11. What drug company manufacturers this product.

PRESCRIPTION

These are the details of the transaction. The elements that make up the prescription provide context to the therapy of the patient. Prescription or RX number is a number assigned by the pharmacy that is unique to their software application. The prescription numbers is what patients “call in” to get refilled. The quantity represents how much of the drug was dispensed. This numeric value references number of pills, how much liquid (milliliters), or how much cream or ointment (milligrams or grams). The days of supply is an input number from the pharmacist representing how many days the supply of medication will last. As an example, if an antibiotic is dispensed as 28 tablets, with one tablet taken 4 times per day, then the days of supply are 7. The date the prescription was filled, the date the prescription was ready, the date the prescription was picked up, the date the prescription is due for a refill. This last date is often calculated based on original date filled and then adding the number from the days of supply to calculate when the next refill of that prescription is due. The prescription also holds the name of the medication, national drug code, patient name, doctors name, prescription plan, additional patient identification numbers unique to the plan they are on, and additional information that may be unique to the pharmacy’s practice.

PLAN

This information designates who and under what type of insurance plan the prescription medication is covered. A third party pays for over 70% of all prescriptions with some patient liability. Many times in addition to identifying the plan, information is also held on how to send a prescription claim electronically. The plan is usually assigned a processor control number and BIN number for routing of a claim electronically to a fiduciary intermediary.

PRESCRIBER

This is the physician information. It includes basic demographics such as address and phone numbers and in addition Prescriber Identification Numbers. This is either a NPI number, tax identification number or in rare cases a social security number.

What does Nirvana look like? Pharmacy data is sent to Digital Conversation which includes every transaction from their system that is subject to a refill reminder. We build a database unique to that customer that allows us to maximize the multiple text delivery methodologies we offer and provide a prescriptive state of communications for their patients such that an exceptional, un-parallel engagement experience is provided.

1.     We receive a payload from an API.

2.     We ingest the data payload and apply business processes.

3.     We execute on our SecureRx© messaging for Refill Reminder without the need for a mobile App.

4.     We then assign Pathways© to those patients that we have identified as non-adherent. We maximize medication adherence prospectively not retroactively as is done today. The need for organizations like Outcomes MTM goes away. Payers see the value of identifying non-adherence up front and engaging the patients at the time of dispensing and throughout the course of therapy. Text messaging changes behavior to the positive.

5.     Our client supplements SecureRx© campaigns and Pathways© with a DC Enhanced Chat© and Campaign functions that allows for the conversation to be sustained at scale.

6.     The messaging now morphs from basic blocking and tackling to a personalized message curriculum that creates an electronic conversation.

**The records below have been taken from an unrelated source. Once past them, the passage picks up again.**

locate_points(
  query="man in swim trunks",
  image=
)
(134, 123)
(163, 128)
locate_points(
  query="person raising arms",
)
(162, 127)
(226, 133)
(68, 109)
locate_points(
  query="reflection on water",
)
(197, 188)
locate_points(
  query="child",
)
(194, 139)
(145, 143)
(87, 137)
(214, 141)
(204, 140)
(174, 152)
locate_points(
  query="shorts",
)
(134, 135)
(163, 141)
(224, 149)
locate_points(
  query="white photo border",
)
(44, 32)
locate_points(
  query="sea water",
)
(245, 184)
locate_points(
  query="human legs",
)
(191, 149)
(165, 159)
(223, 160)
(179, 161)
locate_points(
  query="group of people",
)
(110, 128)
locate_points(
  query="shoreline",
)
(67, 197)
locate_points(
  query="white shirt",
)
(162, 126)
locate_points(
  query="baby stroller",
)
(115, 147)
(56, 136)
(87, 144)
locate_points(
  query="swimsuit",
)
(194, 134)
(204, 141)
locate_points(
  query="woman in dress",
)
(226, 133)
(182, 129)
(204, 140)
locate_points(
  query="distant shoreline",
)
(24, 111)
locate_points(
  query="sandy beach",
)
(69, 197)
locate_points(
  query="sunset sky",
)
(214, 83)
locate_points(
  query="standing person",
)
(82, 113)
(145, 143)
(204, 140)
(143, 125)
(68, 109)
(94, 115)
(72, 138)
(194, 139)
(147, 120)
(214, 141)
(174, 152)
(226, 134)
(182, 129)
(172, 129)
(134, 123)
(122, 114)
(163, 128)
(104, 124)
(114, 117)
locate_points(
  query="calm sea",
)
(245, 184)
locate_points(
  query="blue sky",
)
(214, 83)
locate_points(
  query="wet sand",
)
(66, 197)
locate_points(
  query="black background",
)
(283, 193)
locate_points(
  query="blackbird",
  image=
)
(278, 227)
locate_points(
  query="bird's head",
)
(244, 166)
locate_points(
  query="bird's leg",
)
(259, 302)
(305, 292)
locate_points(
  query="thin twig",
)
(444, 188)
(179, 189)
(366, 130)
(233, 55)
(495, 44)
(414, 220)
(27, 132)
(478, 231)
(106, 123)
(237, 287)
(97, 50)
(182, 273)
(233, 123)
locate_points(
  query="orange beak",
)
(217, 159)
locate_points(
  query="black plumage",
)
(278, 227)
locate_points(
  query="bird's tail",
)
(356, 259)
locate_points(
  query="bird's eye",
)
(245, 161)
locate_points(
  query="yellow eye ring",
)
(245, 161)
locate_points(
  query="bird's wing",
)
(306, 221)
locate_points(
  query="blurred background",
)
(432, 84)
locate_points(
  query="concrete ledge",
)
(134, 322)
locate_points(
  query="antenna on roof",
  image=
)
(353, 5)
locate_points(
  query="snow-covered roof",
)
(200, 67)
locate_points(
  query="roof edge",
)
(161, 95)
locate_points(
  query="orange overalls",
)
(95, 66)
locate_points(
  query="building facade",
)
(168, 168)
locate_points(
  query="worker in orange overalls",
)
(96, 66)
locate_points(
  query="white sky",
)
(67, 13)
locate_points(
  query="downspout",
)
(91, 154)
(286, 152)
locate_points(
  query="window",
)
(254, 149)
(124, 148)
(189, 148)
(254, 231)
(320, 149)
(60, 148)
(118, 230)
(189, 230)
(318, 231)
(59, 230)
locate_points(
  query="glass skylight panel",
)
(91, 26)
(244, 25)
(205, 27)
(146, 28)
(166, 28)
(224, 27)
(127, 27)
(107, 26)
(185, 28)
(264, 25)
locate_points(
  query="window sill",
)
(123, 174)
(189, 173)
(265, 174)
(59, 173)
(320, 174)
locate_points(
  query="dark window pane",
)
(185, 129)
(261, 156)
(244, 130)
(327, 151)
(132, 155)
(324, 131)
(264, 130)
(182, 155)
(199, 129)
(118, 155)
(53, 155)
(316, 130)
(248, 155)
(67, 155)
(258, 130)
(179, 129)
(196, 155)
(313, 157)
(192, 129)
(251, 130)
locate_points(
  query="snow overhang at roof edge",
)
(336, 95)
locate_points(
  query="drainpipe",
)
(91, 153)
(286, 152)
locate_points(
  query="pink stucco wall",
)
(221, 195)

7.     The pharmacist now has created a digital conversation at scale that is more intimate and detailed (yet requires less work, resource and time), and through Pathways©, captures how the patient is feeling, if they have taken all their meds, reminds them of the number of pills they should have left, links to a video, provides patient education. All done at scale through empathetic automation.

8.     The database has been built over a year; the client says they want to do a specific Campaign around their diabetic patients.

9.     We run a query and find all the eligible diabetics because we know their drug therapy.

10. We craft a pathway that maximizes market basket and therapeutic management of the patient. Top line revenue improves. Additional campaigns are identified and crafted.